Carl clings to the past, trying desperately to preserve his life with Ellie even in her corporeal absence. When developers threaten to take his house and have him placed in a nursing home, Carl rigs his house with balloons and sails away only to discover that young Wilderness Explorer Russell is stuck on his porch, determined to earn his “assisting the elderly” badge so that he can move up the ranks. Together they sail to South America, specifically to Paradise Falls, “the land that time forgot” and also the name of a deliciously campy nighttime soap that used to air here in Canada. That has nothing to do with Up, it just made me giggle, although come to think of it Charles Muntz would probably have been right at home in the Canadian Paradise Falls.

Along their travels Carl and Russell add a bird named Kevin and a dog named Dug to their posse and the rest of the plot I will leave you to discover for yourself. Written by Bob Peterson, a co-writer on Finding Nemo and a co-director here, the story is well-plotted and keeps things simple enough that it can be followed by kids while also being written cleverly enough to keep adults interested. The animation is, of course, outstanding with the vibrancy of the colour pallet being of particular note. I’m predisposed to dislike 3-D because I find the glasses uncomfortable and the form gimmicky, but it’s generally put to good use with this film and doesn't call attention to itself to the extent that it distracts from the film itself.

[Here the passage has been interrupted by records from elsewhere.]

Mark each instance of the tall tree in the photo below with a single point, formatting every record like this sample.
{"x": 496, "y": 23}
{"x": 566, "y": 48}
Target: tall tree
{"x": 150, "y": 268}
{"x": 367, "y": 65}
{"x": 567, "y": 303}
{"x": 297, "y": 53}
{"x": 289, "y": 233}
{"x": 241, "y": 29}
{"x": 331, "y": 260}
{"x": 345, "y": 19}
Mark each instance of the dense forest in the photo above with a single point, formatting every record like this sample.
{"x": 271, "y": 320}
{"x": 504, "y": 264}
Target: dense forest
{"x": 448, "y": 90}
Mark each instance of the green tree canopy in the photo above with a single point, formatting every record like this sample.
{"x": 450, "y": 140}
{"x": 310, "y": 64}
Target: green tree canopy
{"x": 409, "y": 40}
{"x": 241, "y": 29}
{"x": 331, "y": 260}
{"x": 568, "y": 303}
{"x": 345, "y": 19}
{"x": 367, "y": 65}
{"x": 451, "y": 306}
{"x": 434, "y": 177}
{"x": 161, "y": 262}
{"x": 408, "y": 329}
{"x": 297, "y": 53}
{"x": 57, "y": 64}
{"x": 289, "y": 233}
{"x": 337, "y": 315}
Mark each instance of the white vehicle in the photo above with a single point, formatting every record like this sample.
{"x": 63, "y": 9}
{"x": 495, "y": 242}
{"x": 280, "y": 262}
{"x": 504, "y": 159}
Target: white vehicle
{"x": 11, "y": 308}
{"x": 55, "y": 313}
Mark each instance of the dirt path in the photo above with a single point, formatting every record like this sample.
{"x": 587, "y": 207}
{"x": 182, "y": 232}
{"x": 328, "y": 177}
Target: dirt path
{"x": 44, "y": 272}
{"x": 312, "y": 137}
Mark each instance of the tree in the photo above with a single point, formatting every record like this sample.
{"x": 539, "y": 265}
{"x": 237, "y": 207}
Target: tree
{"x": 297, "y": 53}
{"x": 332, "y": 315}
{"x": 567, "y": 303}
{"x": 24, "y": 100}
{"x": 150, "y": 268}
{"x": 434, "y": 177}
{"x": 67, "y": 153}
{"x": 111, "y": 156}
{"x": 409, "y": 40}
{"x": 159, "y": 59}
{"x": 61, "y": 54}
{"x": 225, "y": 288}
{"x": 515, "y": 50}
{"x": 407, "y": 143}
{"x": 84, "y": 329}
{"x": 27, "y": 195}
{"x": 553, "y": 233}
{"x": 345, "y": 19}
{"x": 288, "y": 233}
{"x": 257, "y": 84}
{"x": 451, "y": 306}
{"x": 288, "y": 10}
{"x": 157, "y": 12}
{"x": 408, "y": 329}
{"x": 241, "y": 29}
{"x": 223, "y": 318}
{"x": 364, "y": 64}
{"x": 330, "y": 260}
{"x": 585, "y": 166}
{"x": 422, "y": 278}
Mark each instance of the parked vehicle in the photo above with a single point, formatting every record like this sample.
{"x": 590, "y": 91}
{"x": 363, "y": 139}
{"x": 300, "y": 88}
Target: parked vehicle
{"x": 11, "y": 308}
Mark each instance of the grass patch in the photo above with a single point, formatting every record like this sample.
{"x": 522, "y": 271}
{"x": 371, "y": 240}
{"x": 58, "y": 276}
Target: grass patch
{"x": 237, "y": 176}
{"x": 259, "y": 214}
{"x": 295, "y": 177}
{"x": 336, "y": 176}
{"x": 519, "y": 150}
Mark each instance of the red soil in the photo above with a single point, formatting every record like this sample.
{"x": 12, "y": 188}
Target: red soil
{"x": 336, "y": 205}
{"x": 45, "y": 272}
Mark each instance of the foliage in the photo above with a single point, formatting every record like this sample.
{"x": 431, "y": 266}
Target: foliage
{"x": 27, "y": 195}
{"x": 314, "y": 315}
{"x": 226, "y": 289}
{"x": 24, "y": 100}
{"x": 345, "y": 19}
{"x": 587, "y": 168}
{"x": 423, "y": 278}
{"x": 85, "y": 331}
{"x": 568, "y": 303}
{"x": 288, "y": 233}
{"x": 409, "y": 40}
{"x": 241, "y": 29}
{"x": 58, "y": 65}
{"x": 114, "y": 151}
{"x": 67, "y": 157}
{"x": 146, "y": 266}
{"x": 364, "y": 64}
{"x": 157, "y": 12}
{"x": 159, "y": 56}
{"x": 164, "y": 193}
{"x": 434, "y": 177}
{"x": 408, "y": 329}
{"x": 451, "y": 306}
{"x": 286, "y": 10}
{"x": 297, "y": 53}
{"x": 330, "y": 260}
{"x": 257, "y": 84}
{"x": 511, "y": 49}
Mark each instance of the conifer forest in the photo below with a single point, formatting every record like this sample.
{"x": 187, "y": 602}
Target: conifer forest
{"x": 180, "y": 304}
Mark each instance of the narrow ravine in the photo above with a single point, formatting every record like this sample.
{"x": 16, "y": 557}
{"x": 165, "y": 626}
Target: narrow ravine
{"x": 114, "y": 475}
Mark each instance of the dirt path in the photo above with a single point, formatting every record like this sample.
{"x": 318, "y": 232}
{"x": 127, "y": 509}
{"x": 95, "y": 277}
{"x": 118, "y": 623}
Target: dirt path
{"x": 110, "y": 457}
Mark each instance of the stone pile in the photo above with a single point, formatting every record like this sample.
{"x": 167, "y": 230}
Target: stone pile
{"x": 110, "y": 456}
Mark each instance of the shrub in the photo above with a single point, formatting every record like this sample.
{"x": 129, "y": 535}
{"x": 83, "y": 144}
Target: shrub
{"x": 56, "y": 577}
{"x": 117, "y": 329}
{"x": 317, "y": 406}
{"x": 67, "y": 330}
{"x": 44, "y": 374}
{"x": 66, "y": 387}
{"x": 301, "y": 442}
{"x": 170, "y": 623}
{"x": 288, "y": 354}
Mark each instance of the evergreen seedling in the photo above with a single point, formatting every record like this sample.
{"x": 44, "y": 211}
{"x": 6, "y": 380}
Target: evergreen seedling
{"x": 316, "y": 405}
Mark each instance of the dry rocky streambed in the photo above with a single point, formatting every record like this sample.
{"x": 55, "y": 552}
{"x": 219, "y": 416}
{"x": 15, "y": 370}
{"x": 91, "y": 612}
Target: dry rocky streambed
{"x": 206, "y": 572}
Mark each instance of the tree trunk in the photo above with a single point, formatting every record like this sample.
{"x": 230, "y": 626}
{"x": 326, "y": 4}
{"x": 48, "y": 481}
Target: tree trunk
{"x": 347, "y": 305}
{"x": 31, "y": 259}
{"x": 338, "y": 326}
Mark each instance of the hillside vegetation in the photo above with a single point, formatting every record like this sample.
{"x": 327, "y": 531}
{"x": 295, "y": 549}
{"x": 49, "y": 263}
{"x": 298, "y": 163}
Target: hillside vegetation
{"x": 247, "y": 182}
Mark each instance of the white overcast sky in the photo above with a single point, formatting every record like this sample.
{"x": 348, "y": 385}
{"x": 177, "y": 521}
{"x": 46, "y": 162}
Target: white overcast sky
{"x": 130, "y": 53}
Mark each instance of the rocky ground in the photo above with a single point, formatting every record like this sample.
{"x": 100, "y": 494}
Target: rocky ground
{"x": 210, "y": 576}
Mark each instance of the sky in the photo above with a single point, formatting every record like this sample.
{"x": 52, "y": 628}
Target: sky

While I enjoyed the film overall - particularly anything involving Dug, whose obsession with squirrels reminded me of my parents' dog – I wouldn’t call it flawless. As it approached the end I was far too aware of how it was trying to manipulate me and though all films try to manipulate you in some form or another, subtlety goes a long way and it felt at times like Up was daring me not to go “awwww.” Still, it's a very good film that manages to cater to multiple demographics without pandering and the quality of its production is first-rate all the way.

Monday, June 1, 2009


I'm in the process of moving so posting for the next little while is going to be sporadic at best. I expect to be back posting on a more regular basis by the end of the month.